You can try to say that this description could apply to other fields, but there's no field for which this is as fitting a description as it is for math. This habit of building mental models to understand the unfamiliar and make it concrete is something I use every time I'm introduced to a new problem domain. And I use the word "habit" deliberately, because it's not that you need math to be able to do this, it's that learning math necessitates making this a habitual part of your thinking process.
Furthermore, because so much of math is so abstract:
Doing math develops tenacity -- the confidence that things which seem entirely opaque to you know can eventually be learned and understood in a way that seems clear through patience and effort.
But that was okay. I could tell myself, there's no way this stuff is more abstract than combinatorial characterizations of compactness and incompactness of the second uncountable cardinal, the stuff I never wrote my thesis about. It took several months, but I was eventually able to penetrate those concepts in set-theory enough to start (but not finish, obviously) being productive. These programming concepts? Just give me a few weeks and I can be productive there too.
The ability to feel comfortable while having absolutely no clue what you're doing is something I take out of my time devoted to learning math. Again, math is not the only path to this goal. I feel that any artistic practice where the creations take a long time to take shape, be it drawing, sculpture, literature, etc. all develop the same sort of confidence. But math is at least one way to achieve it. And when it comes to programming, it certainly helps that math, much more so than art, requires a fairly similar "type" of thinking to programming.

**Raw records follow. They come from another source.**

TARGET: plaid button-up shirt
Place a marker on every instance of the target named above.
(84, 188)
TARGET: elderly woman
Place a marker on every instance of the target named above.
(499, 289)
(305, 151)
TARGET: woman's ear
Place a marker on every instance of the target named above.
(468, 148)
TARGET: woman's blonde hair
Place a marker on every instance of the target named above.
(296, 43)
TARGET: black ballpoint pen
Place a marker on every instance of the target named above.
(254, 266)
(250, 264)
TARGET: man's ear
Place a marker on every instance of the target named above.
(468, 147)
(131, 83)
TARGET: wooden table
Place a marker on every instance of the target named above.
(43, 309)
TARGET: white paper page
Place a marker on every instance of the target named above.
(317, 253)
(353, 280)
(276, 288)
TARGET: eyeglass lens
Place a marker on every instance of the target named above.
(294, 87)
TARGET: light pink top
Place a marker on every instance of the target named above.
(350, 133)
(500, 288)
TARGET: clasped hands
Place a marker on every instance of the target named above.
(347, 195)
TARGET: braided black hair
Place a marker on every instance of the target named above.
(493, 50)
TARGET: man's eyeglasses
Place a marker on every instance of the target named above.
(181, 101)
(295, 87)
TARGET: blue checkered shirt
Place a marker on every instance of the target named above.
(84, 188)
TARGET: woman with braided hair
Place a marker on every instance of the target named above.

That all said, I do see some merit in Sarah's analogy with learning a new language, but it depends on where the challenges come from in your programming career. If your challenges come from tackling harder and more ambitious problems in new and unfamiliar domains, learning math is more helpful. But as a Rails consultant, that's not where the challenge comes from. The challenge comes from finding clearer, more elegant, and more robust ways to express solutions to familiar problems. On one end of the spectrum, there's the person who can hack together a functioning Rails app, and on the other end there are people like Sarah. You get to be like Sarah by getting good at modelling things clearly, writing clean, maintainable code, and communicating effectively through your code and in real life with your peers. In that case, the analogy to learning and getting better at a new language is quite illustrative.
No matter where you are in your career as a programmer or what problem domain or business vertical you work on, there is value to knowing math, thinking mathematically, and experiencing the process of learning math. Knowing math adds a powerful set of tools to your toolbelt. It won't be the right tool for every task, but that's true of any tool. You know the old chestnut about hammers and nails. That said, there will undoubtedly be times that an application of math will be the best tool for the job, where that "job" could mean optimizing, designing, debugging, experimenting, or anything else.
Thinking in terms of mathematics, and in terms of those mathy concepts from computer science, can sometimes provide an incredibly productive way to reason about a particular programming problem. Furthmore, the precise nature of mathematics often makes it an ideal way to communicate about a particular programming problem, especially when all your collaborators are familiar with the language.
Finally, the process of learning math (real math, not multiplying matrices) is a great way to build habits and attitudes towards problem solving that transfer readily to programming.